Molybdopterin is a cofactor found in virtually all molybdenum and tungsten-containing proteins. It binds molybdenum to yield redox cofactors involved in biological hydroxylations, reduction of nitrate, and respiratory oxidation.[8]
Molybdopterin biosynthesis does not use the conventional GTPCH-1 pathway. It occurs in four steps:[9]
Tetrahydrobiopterin, the major unconjugated pterin in vertebrates, is involved in three families of enzymes that effect hydroxylation. The aromatic amino acid hydroxylases include phenylalanine hydroxylase, tyrosine hydroxylase, and tryptophan hydroxylases. They are involved in the synthesis of neurotransmitters catecholamine and serotonin. Tetrahydrobiopterin is also required for the functioning of alkylglycerol monooxygenase, whereby monoalkylglycerols are broken down to glycerol and an aldehyde. In the synthesis of nitric oxide the pterin-dependent nitric oxide synthase converts arginine to its N-hydroxy derivative, which in turn releases nitric oxide.[10]

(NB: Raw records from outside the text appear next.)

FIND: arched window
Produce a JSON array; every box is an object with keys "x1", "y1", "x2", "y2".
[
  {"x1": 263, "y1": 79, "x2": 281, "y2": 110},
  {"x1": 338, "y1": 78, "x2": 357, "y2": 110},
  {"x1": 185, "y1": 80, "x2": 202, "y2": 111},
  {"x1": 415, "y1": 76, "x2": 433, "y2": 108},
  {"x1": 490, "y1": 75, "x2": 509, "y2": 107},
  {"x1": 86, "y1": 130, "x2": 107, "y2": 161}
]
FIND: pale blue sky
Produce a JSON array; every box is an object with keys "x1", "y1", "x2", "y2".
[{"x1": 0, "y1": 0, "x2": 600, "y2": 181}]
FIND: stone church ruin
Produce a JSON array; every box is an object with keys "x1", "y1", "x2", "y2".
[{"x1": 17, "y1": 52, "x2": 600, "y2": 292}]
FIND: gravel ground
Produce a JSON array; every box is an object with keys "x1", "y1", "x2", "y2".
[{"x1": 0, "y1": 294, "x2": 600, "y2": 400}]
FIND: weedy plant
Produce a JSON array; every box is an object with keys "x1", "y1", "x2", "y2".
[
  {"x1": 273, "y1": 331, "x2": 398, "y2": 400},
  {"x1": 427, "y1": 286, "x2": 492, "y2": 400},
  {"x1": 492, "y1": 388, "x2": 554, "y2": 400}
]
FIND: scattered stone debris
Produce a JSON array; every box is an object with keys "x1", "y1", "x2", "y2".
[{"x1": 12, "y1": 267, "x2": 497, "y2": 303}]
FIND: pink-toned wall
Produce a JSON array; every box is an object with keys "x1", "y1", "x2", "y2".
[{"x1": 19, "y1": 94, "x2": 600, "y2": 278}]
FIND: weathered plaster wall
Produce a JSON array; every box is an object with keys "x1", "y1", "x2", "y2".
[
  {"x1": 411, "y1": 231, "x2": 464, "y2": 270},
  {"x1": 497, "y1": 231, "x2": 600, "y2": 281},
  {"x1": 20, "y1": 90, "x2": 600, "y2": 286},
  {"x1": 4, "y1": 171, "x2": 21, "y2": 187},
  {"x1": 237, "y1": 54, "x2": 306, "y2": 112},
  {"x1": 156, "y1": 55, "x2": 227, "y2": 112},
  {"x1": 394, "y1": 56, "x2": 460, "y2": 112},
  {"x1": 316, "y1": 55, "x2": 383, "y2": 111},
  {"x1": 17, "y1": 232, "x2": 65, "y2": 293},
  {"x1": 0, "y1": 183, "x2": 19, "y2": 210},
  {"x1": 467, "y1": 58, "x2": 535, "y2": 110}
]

Tetrahydromethanopterin is a cofactor in methanogenesis, which is a metabolism adopted by many organisms, as a form of anaerobic respiration.[11] It carries the C1 substrate in the course of the formation or production of methane. It is structurally similar to folate.
Cyanopterin is a glycosylated derivative of pteridine, having an unknown function in cyanobacteria.[12]